Publikation
Automatic Assignment of Semantic Frames in Dialogue
Natalia Skachkova
Mastersthesis, University of Saarland, 1/2021.
Zusammenfassung
Natural language understanding (NLU) is one of the most challenging NLP tasks. There
exist different approaches to ‘teaching’ a machine to ‘understand’ the meaning of words,
sentences and larger units of text. One of them employs the ideas of frame semantics.
According to frame semantics, a semantic frame represents some event or situation.
The meaning of a word can be understood only in context, and both the word and the
expressions that introduce the context take certain slots of a frame.

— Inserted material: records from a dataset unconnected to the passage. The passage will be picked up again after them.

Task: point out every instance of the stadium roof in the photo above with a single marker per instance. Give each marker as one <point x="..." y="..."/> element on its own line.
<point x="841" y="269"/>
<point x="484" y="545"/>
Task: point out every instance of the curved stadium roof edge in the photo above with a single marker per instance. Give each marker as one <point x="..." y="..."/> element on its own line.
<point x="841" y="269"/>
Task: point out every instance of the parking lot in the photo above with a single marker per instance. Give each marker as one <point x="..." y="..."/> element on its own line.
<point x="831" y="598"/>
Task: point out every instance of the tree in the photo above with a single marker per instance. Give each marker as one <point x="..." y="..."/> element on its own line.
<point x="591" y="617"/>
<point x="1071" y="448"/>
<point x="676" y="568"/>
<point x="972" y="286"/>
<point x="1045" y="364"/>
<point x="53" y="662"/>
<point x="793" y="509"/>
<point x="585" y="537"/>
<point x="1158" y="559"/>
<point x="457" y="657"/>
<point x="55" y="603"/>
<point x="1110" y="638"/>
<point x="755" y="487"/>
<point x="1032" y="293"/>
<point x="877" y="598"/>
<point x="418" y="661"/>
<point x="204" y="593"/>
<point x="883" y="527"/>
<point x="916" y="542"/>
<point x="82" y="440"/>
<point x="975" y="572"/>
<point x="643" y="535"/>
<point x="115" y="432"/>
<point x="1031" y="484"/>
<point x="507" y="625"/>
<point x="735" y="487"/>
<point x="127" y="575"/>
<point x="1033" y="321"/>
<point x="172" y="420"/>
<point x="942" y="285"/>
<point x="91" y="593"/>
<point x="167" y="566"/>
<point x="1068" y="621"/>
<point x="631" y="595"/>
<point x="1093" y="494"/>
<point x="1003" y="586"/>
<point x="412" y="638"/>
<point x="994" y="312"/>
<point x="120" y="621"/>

Currently, the application of frame semantics to NLU tasks is not a very well-
explored research topic. The task of automatic assignment of semantic frames in dialogue
is hardly studied at all. An additional challenge here is a lack of annotated data.

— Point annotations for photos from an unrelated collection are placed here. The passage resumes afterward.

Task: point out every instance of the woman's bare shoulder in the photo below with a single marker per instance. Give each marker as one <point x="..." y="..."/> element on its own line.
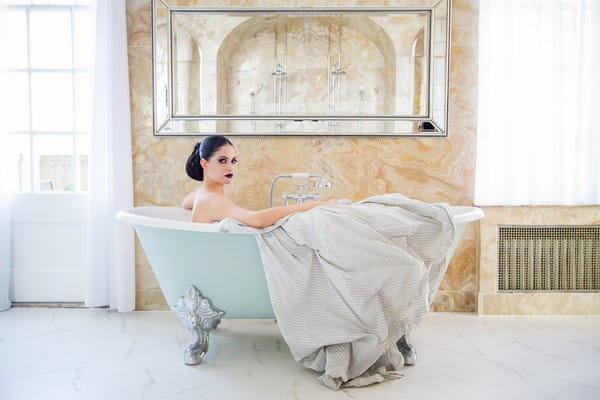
<point x="208" y="207"/>
<point x="209" y="198"/>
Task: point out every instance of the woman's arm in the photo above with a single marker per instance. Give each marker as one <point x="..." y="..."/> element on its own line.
<point x="188" y="200"/>
<point x="217" y="208"/>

However, classification of utterances using frames offers a lot of advantages: it allows
to capture the semantics of the whole utterance, gives it structure and has necessary
inventory to formalize this structure together with the relations between its elements.

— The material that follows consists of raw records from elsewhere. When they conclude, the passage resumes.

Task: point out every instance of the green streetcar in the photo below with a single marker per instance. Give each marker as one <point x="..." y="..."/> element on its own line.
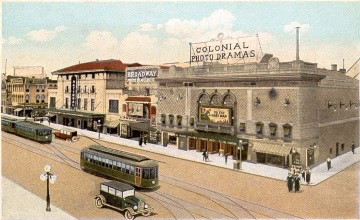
<point x="27" y="129"/>
<point x="123" y="166"/>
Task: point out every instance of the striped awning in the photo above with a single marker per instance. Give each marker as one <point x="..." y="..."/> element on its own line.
<point x="111" y="124"/>
<point x="279" y="150"/>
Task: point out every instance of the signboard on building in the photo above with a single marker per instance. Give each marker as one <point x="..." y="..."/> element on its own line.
<point x="17" y="81"/>
<point x="244" y="49"/>
<point x="215" y="115"/>
<point x="136" y="109"/>
<point x="73" y="93"/>
<point x="141" y="74"/>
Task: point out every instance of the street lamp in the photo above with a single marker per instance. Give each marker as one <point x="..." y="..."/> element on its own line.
<point x="49" y="177"/>
<point x="99" y="125"/>
<point x="240" y="147"/>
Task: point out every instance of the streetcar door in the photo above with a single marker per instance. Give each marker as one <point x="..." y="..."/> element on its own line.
<point x="137" y="176"/>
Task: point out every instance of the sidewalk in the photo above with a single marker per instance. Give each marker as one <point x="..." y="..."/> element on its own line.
<point x="20" y="204"/>
<point x="318" y="173"/>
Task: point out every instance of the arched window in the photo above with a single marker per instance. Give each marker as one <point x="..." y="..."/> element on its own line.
<point x="37" y="98"/>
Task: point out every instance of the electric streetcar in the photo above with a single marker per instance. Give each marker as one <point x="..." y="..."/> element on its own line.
<point x="119" y="165"/>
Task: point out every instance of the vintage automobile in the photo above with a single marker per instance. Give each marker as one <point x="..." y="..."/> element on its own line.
<point x="68" y="135"/>
<point x="121" y="197"/>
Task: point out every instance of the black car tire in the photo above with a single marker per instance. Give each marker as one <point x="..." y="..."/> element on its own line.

In this thesis we investigate the potential of frame semantics as a meaning representation
framework for team communication in a disaster response scenario. We
focus on the automatic frame assignment and retrain PAFIBERT, which is one of the
state-of-the-art frame classifiers, on English and German TRADR data. We examine
the performance of both models and discuss their adjustments, such as sampling of
additional instances from an unrelated domain, adding extra features to input token
representations, applying frame filtering to exclude unlikely candidate frames and some
others.
We show that sampling extra out-of-domain training data has a limited positive
effect if the original training set is small, and that filtering may also produce a positive
influence on the classifier performance, if the training set is large enough and has a
good coverage of frame-evoking targets. We discuss an unexpected impact of extra
features on the models’ behaviour and perform a careful study of the mistakes made
by the classifiers.
In addition, we present a detailed analysis of all the corpora used in our experiments
with respect to the distributions of semantic frames, lexical units that evoke them,
parts of speech of these units and so on. The results of this analysis can be useful for
further research in the area of frame semantics. Finally, we summarize our experience
of annotating TRADR data with frames in the form of annotation guidelines.